Bu eliminating common terms we get $\dfrac{\sin \alpha +\cos \alpha }{\sin \alpha \cos \alpha }=\dfrac{1}{\cos \alpha }+\dfrac{1}{\sin \alpha }$
We know that the relations for inverse are $\dfrac{1}{\cos \alpha }=\sec \alpha ,\dfrac{1}{\sin \alpha }=\csc \alpha$
The equation becomes $\dfrac{\sin \alpha +\cos \alpha }{\sin \alpha \cos \alpha }=\dfrac{1}{\cos \alpha }+\dfrac{1}{\sin \alpha }=\sec \alpha +\csc \alpha$.
Thus proved $\left( \sin \alpha +\cos \alpha \right)\left( \tan \alpha +\cot \alpha \right)=\sec \alpha +\csc \alpha$.

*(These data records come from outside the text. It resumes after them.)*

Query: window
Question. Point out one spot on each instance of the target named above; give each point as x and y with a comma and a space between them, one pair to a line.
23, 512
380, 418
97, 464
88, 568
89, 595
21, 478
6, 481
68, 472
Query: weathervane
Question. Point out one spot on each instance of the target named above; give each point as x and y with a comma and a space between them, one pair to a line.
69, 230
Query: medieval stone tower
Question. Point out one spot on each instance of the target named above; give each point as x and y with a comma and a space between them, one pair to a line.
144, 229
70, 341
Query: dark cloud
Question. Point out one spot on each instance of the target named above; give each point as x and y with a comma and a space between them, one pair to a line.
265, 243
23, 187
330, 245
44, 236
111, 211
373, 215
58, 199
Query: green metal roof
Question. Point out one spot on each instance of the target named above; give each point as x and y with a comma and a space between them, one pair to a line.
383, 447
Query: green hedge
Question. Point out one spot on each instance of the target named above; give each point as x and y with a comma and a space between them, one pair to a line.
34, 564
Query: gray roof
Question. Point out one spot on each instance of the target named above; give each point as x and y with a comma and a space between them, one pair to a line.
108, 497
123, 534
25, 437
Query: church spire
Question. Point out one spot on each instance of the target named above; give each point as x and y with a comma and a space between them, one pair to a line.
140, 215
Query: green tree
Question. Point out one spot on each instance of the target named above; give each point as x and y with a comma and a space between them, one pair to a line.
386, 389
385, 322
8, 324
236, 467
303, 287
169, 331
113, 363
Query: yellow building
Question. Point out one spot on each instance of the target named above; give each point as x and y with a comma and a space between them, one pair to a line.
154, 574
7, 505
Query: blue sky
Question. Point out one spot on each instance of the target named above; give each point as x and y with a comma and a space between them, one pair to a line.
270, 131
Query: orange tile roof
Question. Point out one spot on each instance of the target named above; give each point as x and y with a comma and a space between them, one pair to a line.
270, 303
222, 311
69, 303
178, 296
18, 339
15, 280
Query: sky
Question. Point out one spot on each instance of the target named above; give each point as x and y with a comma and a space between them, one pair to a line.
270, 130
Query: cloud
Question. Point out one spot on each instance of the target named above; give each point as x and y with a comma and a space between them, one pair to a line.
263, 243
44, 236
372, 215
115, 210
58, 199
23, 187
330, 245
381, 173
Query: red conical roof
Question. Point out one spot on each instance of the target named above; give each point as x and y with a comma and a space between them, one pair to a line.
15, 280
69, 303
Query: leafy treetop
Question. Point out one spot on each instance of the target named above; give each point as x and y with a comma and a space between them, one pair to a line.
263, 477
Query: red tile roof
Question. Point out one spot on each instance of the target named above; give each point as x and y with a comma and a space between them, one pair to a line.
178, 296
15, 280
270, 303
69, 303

Note: It is important to remember the condition to eliminate the $\cos \alpha ,\sin \alpha$ from both denominator and numerator. No domain is given for the variable $x$. The value of $\tan x\ne 0$ is essential. The simplified condition will be $x\ne n\pi ,n\in \mathbb{Z}$.